Your thoughts, please.
Tuesday, March 3, 2009 | By: Zachary Bartels

Wait...a Conference About WHAT?

Two weekends ago, I attended a two-day conference at University Reformed Church, called "Magnifying God: The Legacy of John Calvin." It was awesome. So why am I bringing it up now? Am I really that far behind in my blogging? Maybe... (I have been doing an awful lot of work on lately.) But for our purposes today, let's just say this was entirely planned.

You see, the conference is still very much on my mind two weeks later. I've downloaded the audio from each session (you can download it here), and I've re-listened to most of them multiple times, particularly Kevin DeYoung's sketch of John Calvin's life. Collin Hansen was also there (author of the sensation, Young, Restless, Reformed), as well as a couple other local pastors who led a variety of workshops.

Now, I've been in pastoral ministry for a few years now, and have attended my fair share of conferences and retreats. They usually have lots of singing and sobbing. Lots of "challenging" pep talks, seemingly designed to make sure that every pastor sees his church as inadequate and stagnant. A bunch of "breakout" discussion groups where we all lament how crummy we are at doing what really matters. And there's invariably some "expert" who jaws for hours about how his church chucked everything churchy and has grown from 35 people in a leaky rented banquet hall to 8,000 in a megaplex "worship center" as a result. Charles Finney would be proud.

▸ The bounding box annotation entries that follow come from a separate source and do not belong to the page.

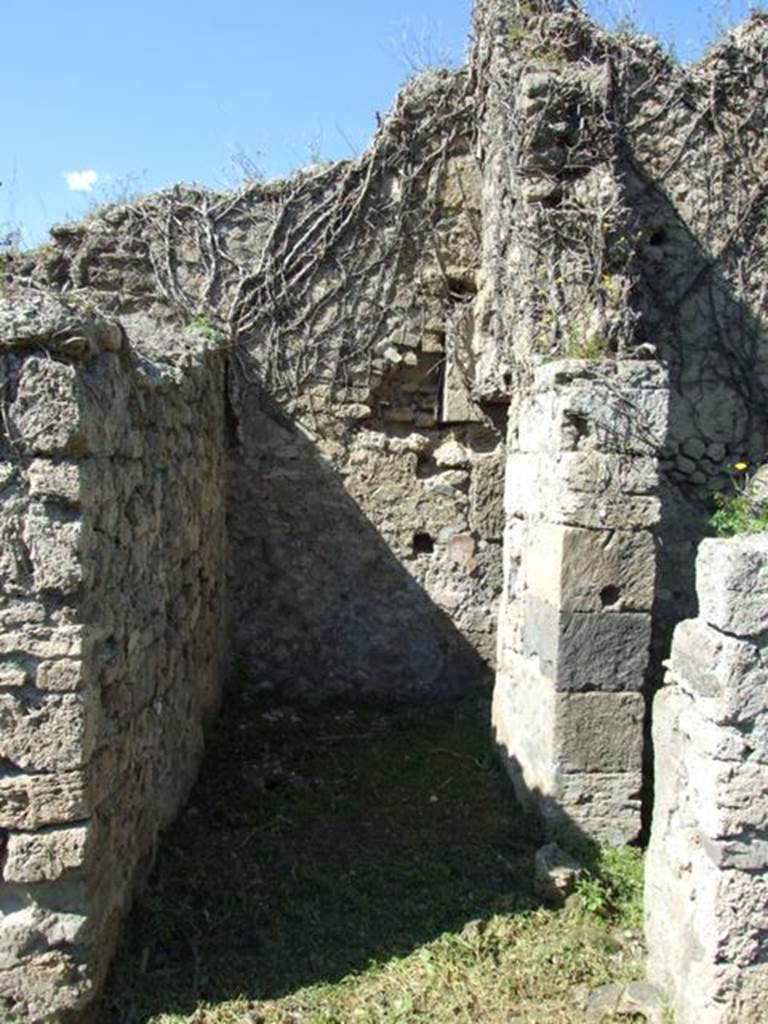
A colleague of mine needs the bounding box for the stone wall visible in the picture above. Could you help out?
[0,286,224,1024]
[13,71,505,698]
[494,359,668,843]
[645,535,768,1024]
[470,0,768,685]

In contrast, at the Calvin conference, we sang exactly one song: the doxology (right before leaving). No one uttered the (non-)words "organic," "missional," or "incarnational." "We listened to lectures about how the doctrines of grace are experiencing a bit of a revival (or, rather, the church is experiencing revival through them). Both the strengths and weaknesses of the current movement were discussed. We looked to the past, the present, and into the future without demonizing the past and without melodramatic proclamations that the church's future is bleak unless we change change change! (What kind of change? Why, the kind that makes us indistinguishable from the world, of course.) The tone of the day(s) was humility, hope, and patient endurance. Yeah, when you actually believe in the sovereignty of God, it's hard not to be optimistic.

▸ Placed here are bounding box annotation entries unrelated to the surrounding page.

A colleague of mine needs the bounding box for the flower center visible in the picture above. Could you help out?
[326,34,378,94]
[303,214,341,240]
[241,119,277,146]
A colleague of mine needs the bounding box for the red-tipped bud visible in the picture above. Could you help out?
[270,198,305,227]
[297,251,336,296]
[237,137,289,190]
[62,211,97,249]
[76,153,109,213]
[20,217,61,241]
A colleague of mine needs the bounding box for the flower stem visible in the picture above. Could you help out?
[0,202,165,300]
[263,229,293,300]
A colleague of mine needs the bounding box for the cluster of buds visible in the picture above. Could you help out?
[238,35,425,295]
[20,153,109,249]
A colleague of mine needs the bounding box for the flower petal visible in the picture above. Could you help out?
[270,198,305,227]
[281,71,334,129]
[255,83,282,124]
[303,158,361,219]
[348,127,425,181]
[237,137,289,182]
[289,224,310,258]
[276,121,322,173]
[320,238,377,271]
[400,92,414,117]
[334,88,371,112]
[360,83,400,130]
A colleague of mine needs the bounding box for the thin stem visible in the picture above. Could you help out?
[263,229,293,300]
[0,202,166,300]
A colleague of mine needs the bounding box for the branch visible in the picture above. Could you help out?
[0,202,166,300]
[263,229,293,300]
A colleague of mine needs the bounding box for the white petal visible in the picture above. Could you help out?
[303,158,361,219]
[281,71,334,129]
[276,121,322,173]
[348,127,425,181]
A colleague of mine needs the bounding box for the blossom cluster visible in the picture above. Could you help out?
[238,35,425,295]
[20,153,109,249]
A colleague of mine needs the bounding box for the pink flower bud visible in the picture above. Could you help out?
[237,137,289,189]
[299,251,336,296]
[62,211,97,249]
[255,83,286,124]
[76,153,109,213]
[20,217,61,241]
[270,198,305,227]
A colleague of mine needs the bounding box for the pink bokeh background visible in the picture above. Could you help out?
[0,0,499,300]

But here's the ironic thing. The vibe at most pastors' conferences I've attended has been thus: You're all tired and weary from a year of inevitably unsuccessful ministry, so we need to help recharge your batteries. We won't talk about theology or Scripture or church history or any of that heady stuff--the last thing you need is to look backward. You need *real* food for your soul. You need a trendy "Starbucks church" philosophy. You need to be told that preaching is no longer effective and that your worth as a pastor is tied up in how many families you've managed to steal from that not-quite-as-hip church down the street.

Ugh. I always leave those things feeling absolutely drained. And yet I left the Magnifying God conference insanely energized. Why? Because the whole thing was built on the notion that it's not on our shoulders. God will extend His Kingdom and he will do it through the means that he has ordained. And praise God that we get to take part! God can and will use our churches, even if they don't sport fair trade coffee shops or host art house film festivals. Even if they've never been featured on the 6 o'clock news (Word and sacrament aren't viewed as headline grabbers by most). He can and does work through the preached Word, even when it isn't accompanied by sleek multimedia presentations.

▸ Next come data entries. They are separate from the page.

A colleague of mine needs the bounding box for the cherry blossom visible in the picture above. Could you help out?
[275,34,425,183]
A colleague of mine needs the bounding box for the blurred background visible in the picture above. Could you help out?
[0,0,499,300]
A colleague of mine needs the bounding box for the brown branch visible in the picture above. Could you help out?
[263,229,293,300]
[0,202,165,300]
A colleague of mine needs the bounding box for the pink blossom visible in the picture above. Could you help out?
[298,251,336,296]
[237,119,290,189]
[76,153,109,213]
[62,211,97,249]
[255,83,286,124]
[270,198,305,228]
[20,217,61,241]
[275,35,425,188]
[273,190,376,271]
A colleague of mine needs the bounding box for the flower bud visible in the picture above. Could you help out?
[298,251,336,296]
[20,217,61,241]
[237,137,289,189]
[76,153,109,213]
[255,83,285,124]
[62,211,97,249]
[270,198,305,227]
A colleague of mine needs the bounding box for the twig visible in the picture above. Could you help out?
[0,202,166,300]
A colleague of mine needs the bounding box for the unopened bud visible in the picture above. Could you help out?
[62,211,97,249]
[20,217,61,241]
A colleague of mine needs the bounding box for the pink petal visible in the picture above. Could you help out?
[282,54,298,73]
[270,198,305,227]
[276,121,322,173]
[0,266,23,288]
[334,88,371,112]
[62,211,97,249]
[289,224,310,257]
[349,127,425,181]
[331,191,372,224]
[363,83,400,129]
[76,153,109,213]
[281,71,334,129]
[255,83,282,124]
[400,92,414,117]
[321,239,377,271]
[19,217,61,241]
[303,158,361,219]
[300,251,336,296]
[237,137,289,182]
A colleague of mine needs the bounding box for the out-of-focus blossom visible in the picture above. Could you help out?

At the end of the day, Calvinism is about the centrality and omnipotence of our God. So it makes sense that a conference about Calvin's legacy would center on the same thing. (That's why they called it "Magnifying God," not "Magnifying Calvin.") It also makes sense, in a paradoxical kind of way, that conferences designed around pastors and their perceived needs (i.e. "Magnifying Me" conferences) are a dead end, while a gathering designed around God and his glorious infinity, love, and grace still has me talking two weeks later.